Its parent company Lynas Rare Earths informed the Australian Securities Exchange in a filing yesterday that its wholly owned Malaysian subsidiary is seeking the minister’s aid to reverse the conditions imposed last month by the local atomic energy regulator as part of its three-year licence renewal.
“Lynas advises that wholly-owned subsidiary Lynas Malaysia has appealed to the Minister of the Ministry of Science, Technology and Innovation under the Atomic Energy Licence Act 1984 seeking administrative review of the decision of the Atomic Energy Licencing Board (AELB) in failing to consider Lynas’ application for the removal of the licence conditions prohibiting the import and processing of lanthanide concentrate after 1 July 2023,” it said in the brief statement.
It did not disclose the date the appeal was filed.

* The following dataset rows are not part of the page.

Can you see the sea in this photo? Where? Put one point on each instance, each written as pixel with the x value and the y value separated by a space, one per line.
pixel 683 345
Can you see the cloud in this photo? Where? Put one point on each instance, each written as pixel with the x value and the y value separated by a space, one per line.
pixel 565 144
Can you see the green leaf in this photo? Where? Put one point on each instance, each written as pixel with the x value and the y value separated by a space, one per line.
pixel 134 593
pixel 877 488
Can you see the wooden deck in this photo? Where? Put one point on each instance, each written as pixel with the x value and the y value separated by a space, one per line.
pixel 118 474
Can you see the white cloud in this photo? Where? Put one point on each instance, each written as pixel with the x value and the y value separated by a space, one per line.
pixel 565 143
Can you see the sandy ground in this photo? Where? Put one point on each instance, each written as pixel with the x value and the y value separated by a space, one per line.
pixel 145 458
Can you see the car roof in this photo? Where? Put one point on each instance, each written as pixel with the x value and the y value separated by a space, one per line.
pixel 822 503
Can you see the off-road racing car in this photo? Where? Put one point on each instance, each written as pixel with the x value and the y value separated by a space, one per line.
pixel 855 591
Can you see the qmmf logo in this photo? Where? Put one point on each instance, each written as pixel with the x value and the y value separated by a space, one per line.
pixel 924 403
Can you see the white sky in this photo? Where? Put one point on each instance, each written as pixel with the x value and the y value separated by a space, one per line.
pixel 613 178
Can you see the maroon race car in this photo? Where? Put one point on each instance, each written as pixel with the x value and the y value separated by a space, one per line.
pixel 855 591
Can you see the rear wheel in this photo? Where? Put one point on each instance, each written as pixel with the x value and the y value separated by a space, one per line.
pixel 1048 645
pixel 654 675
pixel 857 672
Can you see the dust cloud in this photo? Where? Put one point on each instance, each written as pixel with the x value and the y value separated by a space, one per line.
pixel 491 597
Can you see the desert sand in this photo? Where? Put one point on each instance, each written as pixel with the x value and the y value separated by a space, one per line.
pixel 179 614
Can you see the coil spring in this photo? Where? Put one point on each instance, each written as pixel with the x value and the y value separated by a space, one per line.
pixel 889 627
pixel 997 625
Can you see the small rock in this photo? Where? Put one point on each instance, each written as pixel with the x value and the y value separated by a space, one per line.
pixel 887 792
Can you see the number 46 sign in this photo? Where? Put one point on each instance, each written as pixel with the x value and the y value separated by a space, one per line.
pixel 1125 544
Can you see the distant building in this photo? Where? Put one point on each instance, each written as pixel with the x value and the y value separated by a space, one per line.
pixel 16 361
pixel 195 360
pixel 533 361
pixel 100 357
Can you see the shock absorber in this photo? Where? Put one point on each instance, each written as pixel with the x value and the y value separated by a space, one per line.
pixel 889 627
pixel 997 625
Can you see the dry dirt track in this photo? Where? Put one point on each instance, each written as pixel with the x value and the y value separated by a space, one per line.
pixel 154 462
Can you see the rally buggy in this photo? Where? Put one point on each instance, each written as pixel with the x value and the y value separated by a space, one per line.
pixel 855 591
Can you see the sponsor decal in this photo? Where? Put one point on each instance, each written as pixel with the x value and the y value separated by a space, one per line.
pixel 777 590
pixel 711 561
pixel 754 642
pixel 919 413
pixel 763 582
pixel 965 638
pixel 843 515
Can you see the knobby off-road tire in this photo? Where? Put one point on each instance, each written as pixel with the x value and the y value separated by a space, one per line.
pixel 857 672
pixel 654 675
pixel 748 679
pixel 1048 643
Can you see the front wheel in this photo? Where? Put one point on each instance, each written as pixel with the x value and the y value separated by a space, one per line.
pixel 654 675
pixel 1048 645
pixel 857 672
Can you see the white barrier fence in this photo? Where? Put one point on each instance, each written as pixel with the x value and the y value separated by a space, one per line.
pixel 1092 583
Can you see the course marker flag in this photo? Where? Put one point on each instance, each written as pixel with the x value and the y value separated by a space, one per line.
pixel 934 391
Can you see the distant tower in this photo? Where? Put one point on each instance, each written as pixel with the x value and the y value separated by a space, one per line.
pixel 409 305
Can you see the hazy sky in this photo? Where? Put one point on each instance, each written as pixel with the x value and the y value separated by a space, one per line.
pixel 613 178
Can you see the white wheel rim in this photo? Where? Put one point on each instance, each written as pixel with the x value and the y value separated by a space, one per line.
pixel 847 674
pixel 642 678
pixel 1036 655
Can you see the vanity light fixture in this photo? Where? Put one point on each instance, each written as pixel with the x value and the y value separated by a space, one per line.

Earlier this week, Chang confirmed that the AELB – which is under his ministry – had given a conditional renewal to Lynas Malaysia for the next three years starting March 3 this year to March 3, 2026.
The conditions include cracking and leaching activities, the generation of water leach purification residues, and the importation of lanthanide concentrates from Australia.
He said the conditions were aimed to prevent the recurrence of another radioactive waste disaster in the country, and that Lynas must follow these conditions by July or its licence will be revoked but that the company would have 60 days to file an appeal.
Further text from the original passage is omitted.